Holding artificial intelligence accountable for its actions is easier said than done, predicts a team of British researchers.
In a paper published this week in the journal Science Robotics, researchers Sandra Wachter, Brent Mittelstadt, and Luciano Floridi point out that policing robotics is extremely difficult. And as artificial intelligence becomes more widespread, it’s going to become a greater problem for society. There are three discrete reasons robots and A.I. are going to be hard to regulate: robots and artificial intelligences are extremely diverse in application, construction, and transparency.
Problem 1: Robots and A.I. are diverse.
The problem we face in policing A.I. is exemplified with the Random DarkNet Shopper, an A.I. built by a group of Swiss artists to buy random items from the darknet in late 2014. The artificial intelligence ended up purchasing ecstasy, a Hungarian passport, and with other counterfeit items. The Swiss police confiscated the robot and its purchases, but returned it (minus the drugs) and artists responsible for the project were not charged.
Here, although the robot had a specific purpose, the intention of its illegal actions was non-harmful and accidental, and so the police didn’t press charges. But it’s easy to imagine that someone could build an A.I. to do the same thing and have less honorable intentions with the results. This is a problem. “The inscrutability and the diversity of A.I. complicate the legal codification of rights, which, if too broad or narrow, can inadvertently hamper innovation or provide little meaningful protection,” write the researchers.
Problem 2: Transparency
So you decide to build your A.I. with a neural net so it learns better and faster. But doing so means that you won’t be able to say exactly why it does what it does. Right now, this is a successful strategy used to build A.I. that can do complex tasks like analyze images. However, its success makes policing the actions of A.I. even more difficult, because these systems are becoming more and more popular.

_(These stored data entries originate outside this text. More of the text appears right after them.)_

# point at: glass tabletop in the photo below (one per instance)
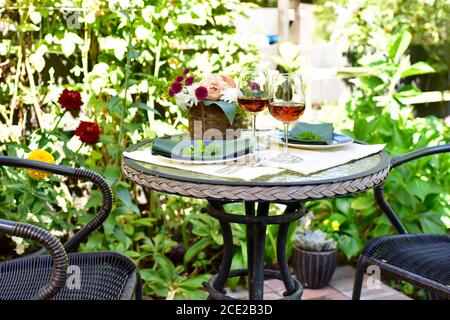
(349, 171)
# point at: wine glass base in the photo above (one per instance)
(259, 147)
(286, 157)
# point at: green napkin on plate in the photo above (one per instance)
(307, 133)
(201, 150)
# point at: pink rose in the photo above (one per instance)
(229, 81)
(216, 84)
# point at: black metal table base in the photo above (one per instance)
(256, 220)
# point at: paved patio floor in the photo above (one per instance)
(340, 288)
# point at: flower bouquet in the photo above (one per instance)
(211, 104)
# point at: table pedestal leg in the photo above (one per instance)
(281, 251)
(256, 236)
(227, 258)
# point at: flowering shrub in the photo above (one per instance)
(42, 156)
(70, 100)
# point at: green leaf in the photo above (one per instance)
(228, 108)
(195, 249)
(69, 42)
(418, 68)
(124, 195)
(363, 203)
(143, 106)
(400, 46)
(111, 174)
(165, 266)
(95, 200)
(195, 282)
(343, 205)
(349, 245)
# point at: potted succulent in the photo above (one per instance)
(314, 258)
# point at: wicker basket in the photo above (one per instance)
(212, 120)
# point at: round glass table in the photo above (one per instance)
(288, 188)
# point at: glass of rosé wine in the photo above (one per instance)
(286, 104)
(253, 95)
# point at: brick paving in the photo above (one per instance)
(340, 288)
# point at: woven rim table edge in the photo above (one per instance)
(384, 163)
(248, 193)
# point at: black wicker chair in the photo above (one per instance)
(91, 276)
(421, 259)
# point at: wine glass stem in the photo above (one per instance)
(286, 132)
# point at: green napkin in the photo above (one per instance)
(201, 150)
(307, 133)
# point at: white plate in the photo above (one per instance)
(339, 140)
(176, 160)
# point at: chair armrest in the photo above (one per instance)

If you can’t see what the Random DarkNet Shopper is actually doing, determining that it’s harmless is nearly impossible.
Problem 3: Construction
“Concerns about fairness, transparency, interpretability, and accountability are equivalent, have the same genesis, and must be addressed together, regardless of the mix of hardware, software, and data involved,” argue the researchers.
We tend to think of robots and A.I. as separate entities. But as things like facial recognition software are used by robotic cops, the difference becomes less clear. If facial recognition is racist, we could build racist robo-cops, which means we have to regulate robots that use A.I. as well. And it becomes even more difficult when A.I. can build other A.I. , which Google demonstrated at the end of May.
In the end, the solution requires extremely precise regulations and ways to interpret black box systems that we don’t have yet. “The civil law resolution on robotics similarly struggles to define precise accountability mechanisms,” write the researchers. And as A.I. continues to spread, that’s a problem that will get worse.